「どもり」は今では差別用語とやらの指定を受けているのだろう。その伝でいけば先に触れた兜子の「啞ボタン」の句や
春ゆふべあまたのびつこ跳ねゆけり 西東三鬼
ちびだつた
金はなかつた
かつこわるかつた
つんぼになつた
女にふられた
かつこわるかつた
遺書を書いた
死ななかつた
かつこわるかつた
さんざんだつた
ひどいもんだつた
なんともかつこわるい運命だつた
かつこよすぎるカラヤン 谷川俊太郎「ベートーベン」
などは差し詰め今では発禁処分なのだろうか?大切なのは使われている言葉ではなくその奥にある作者の心であるということが分らない連中の何と多いことか。そういう言葉狩りは無意味であるということを言葉を使う詩人や俳人が声を大にして訴えていくべきであろう。
話が大きく逸れた。兜子自身はどういう話し方をする人だったか知らぬが吃音ではなかった筈だ。してみるとこの「どもり」は作者が水際で見かけた人なのだろう。水際で何かが燃やされているか、煙がもうもうと立っている。そこからひとりの「どもり」が立ち去る。はっきり「どもり」と書いているからには作者はこの人と話をしたか、或いはこの人が誰かとしゃべるのを聴いてその吃音に気付いていたのだ。立ち去る様子を「重い鳥のごと」と表現した。

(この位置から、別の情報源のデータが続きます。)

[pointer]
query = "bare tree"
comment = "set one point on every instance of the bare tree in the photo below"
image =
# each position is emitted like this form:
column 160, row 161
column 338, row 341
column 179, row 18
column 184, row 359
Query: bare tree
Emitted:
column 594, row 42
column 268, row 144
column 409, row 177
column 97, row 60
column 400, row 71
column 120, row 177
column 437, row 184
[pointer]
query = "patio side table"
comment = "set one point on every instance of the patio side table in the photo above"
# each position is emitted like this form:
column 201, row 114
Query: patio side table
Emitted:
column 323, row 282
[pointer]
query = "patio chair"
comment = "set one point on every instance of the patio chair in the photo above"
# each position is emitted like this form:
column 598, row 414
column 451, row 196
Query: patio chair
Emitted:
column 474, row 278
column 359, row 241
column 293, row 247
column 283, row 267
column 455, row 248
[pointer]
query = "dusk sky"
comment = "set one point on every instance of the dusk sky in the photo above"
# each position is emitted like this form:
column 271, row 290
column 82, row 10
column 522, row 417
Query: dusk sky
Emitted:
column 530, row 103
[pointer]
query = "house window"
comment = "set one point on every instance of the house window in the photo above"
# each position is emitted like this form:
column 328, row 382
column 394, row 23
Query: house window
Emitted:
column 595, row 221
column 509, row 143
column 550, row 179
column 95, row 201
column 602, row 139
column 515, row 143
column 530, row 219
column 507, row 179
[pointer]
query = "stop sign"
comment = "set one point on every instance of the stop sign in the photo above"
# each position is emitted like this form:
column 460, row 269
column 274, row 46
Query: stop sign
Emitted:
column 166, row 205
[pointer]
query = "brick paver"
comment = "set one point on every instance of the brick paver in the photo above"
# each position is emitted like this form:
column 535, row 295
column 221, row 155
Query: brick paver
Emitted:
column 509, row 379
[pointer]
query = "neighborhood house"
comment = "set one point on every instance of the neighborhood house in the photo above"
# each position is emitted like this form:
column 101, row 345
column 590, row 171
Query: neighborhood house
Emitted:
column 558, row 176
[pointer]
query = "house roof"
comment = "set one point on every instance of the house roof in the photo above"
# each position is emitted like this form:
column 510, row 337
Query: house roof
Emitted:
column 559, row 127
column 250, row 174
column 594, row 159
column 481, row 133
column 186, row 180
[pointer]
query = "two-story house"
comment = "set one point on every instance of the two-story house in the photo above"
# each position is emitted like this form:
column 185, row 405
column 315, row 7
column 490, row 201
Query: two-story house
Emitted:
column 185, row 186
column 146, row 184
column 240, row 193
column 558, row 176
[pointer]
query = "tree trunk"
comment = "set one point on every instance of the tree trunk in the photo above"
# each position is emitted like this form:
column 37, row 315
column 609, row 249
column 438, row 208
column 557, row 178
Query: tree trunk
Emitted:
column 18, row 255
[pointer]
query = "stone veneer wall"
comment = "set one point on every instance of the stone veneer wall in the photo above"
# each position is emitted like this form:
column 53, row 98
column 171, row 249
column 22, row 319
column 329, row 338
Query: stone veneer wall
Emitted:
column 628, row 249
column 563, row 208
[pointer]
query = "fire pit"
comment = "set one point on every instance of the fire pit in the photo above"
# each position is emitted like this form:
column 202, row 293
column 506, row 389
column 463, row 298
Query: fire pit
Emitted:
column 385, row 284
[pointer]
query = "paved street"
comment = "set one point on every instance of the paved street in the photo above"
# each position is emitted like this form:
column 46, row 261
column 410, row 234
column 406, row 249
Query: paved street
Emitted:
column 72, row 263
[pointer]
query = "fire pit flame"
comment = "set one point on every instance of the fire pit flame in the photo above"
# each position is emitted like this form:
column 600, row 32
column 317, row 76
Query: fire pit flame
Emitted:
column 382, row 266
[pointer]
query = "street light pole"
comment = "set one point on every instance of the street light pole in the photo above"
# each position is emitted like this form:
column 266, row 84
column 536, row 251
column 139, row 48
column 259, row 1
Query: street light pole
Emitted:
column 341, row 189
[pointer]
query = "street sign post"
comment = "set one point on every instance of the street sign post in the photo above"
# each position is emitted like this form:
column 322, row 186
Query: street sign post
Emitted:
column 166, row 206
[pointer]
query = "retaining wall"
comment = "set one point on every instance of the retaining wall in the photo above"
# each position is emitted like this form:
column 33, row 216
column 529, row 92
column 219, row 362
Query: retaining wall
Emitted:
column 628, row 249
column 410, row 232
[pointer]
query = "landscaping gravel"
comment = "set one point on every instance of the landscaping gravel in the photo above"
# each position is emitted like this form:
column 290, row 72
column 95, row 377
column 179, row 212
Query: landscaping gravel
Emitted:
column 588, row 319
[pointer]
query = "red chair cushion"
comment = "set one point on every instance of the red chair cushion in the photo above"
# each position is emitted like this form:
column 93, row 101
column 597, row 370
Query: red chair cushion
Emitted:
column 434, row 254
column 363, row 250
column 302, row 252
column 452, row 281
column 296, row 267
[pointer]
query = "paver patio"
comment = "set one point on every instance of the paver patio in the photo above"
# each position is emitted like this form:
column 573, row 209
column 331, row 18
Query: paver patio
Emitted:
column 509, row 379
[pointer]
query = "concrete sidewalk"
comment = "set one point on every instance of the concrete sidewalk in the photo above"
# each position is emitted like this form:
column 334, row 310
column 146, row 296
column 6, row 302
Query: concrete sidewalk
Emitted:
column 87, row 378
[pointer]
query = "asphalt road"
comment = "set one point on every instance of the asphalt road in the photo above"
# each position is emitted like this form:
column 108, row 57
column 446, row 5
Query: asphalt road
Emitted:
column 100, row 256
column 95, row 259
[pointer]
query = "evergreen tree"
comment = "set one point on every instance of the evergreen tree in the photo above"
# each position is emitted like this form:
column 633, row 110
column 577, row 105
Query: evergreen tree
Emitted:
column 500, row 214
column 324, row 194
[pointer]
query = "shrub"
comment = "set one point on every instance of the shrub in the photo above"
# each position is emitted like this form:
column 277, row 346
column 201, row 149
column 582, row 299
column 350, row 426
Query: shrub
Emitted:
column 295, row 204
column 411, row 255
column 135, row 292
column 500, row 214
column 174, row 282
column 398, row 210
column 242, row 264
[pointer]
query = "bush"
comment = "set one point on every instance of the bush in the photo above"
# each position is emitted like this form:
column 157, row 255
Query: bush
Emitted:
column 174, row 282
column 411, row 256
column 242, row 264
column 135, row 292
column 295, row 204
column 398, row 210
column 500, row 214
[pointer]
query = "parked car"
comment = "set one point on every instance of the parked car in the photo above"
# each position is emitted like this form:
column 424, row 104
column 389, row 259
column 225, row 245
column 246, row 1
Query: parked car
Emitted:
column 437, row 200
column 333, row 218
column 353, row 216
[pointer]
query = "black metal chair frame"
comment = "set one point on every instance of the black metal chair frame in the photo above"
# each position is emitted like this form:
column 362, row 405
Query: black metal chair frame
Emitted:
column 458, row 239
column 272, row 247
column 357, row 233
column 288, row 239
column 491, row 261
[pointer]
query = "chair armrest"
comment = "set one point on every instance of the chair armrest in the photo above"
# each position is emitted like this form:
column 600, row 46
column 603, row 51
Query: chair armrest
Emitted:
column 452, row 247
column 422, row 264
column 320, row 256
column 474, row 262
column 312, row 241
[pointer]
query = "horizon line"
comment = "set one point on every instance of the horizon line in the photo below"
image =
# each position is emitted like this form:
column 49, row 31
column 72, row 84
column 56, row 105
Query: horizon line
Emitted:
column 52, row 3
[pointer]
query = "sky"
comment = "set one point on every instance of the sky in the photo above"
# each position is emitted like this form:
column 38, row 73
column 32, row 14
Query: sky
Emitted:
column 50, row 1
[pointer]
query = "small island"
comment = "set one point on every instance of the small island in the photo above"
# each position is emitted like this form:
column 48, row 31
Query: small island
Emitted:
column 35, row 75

重い鳥と言えば、湾岸戦争の時ペルシャ湾に重油が流出して油まみれになった鳥の写真が新聞などに掲載され話題を呼んだのを思い出す。また
松島を
逃げる
重たい
鸚鵡かな 高柳重信
という俳句も浮かぶ。これは昭和54年に刊行された第9句集『日本海軍』所収なので、掲出句を含む章「轢死の葡萄」が昭和36年に作られた俳句から成ることを思えば、兜子が重信の「重たい鸚鵡」からイメージを借りたということはなさそうだ。いずれにせよ、その吃音のごとくにも重い足取りで去ってゆく男(モデルはやはり女ではなく男だろう、吃音も男に多い)を本来は軽いものの代表である鳥に譬えた洞察力には舌を巻く他ない。